Er kannte auch die Zahlen der Truppen, die mit der Eisenbahn außer Landes geschickt wurden. Eine neue Streitmacht, bestehend aus hunderttausend Mann, war erst vorgestern in den Osten aufgebrochen. Niemand hatte die Absicht, den Nichtangriffs-Pakt mit Russland einzuhalten. Hitler persönlich hatte dem Oberkommando der Wehrmacht seinen Entschluss zu einem Angriffskrieg gegen Russland bereits im Jahr zuvor mitgeteilt. Unternehmen Barbarossa. Winter hatte den Decknamen erfahren, nachdem er das Vertrauen der Obrigen hier gewonnen hatte. Seit Dezember wurden militärische Vorbereitungen getroffen. Spätestens im Herbst würden sie Teile Russlands eingenommen haben, vermutlich nächstes Jahr das gesamte Land.
Auch die Zahl der Toten war ihm geläufig. Auf allen Seiten häuften sich die Leichen, doch er war davon überzeugt, dass ein Opfer gebracht werden musste. Noch nie hatte es in der Geschichte einen Sieg ohne Opfer gegeben.
In seiner Schreibtischschublade bewahrte er einen ganzen Stapel Bilder auf: Fotoaufnahmen von der Eroberung Polens, von lachenden Soldaten, Fotos aus Lazaretten, sterbende Männer. Leichen hatte er inzwischen zur Genüge gesehen.

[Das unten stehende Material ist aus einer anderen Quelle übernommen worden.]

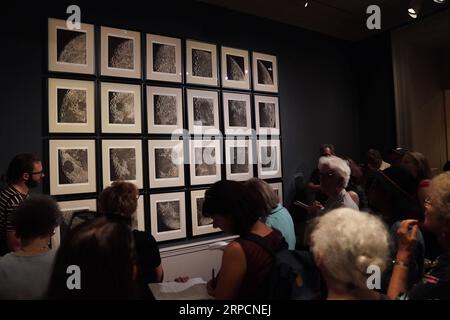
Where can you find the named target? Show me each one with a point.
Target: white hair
(338, 165)
(348, 242)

Er selbst liebte die Großstadt. Ihm gefielen die eleganten, riesigen Gebäude. Der Reichstag mit seiner Kuppel. Die ausgedehnten Mahlzeiten, die ihm trotz der Lebensmittelknappheit zustanden. Die neueste Mode – Kostüme für die jungen Fräulein, gewagte Rocklängen, die das Damenbein in einer Feinstrumpfhose zur Geltung brachten, die breiten Gürtel, die die schlanken Wespentaillen betonten.
Tag und Nacht schlug Berlins Herz wie eine Maschine. Er amüsierte sich gerne in Kinos, Restaurants und Cafés, besuchte sogar hin und wieder Bars und Kneipen. Je mehr Leute sich aber um ihn versammelten, desto mehr sehnte er sich nach der Ruhe seiner Heimat. Nach den immergrünen Hügeln, den endlosen Sommern, der Meeresbrise. Dort, wo er herkam, konnte man stundenlang ausreiten, ohne auch nur einer Menschenseele zu begegnen.

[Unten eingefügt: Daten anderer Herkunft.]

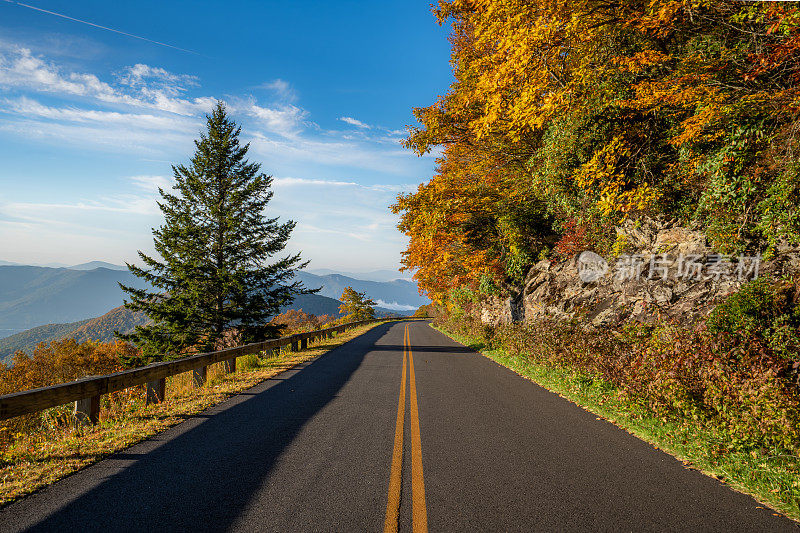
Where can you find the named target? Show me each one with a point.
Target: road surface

Guddin. Das Herz wurde ihm schwer, als der ostpreußische Gutshof in seiner Erinnerung aufflammte. Der Name glitt ihm wie ein Seufzen über die Lippen. Ein Ort voller Schönheit, Magie und Sehnsucht. Lange war er nicht mehr dortgewesen. Das letzte Mal hatte er herausfinden müssen, dass sein Vater, ein ranghoher Offizier im Ersten Weltkrieg, ihn jahrelang belogen und betrogen hatte. An die Demütigungen, die er als Kind erfahren und immer noch ertragen musste, sobald er seinem alten Herrn unter die Augen kam, hatte er sich gewöhnt. Es war aussichtslos, auf Anerkennung, Achtung oder gar einen Funken Liebe zu hoffen. Aber der Tod seiner Mutter ging ihm wie heißes Öl unter die Haut. Es musste einen Grund geben. Irgendetwas, das mit seinem Vater zu tun hatte, musste sie in den Freitod getrieben haben. Er schob den Gedanken beiseite und sperrte die Erinnerungen sorgfältig ein. Schließlich war er doch jetzt da, wo er all die Jahre hinwollte. In der Position, die er sich so lange gewünscht hatte. Doch er träumte von mehr.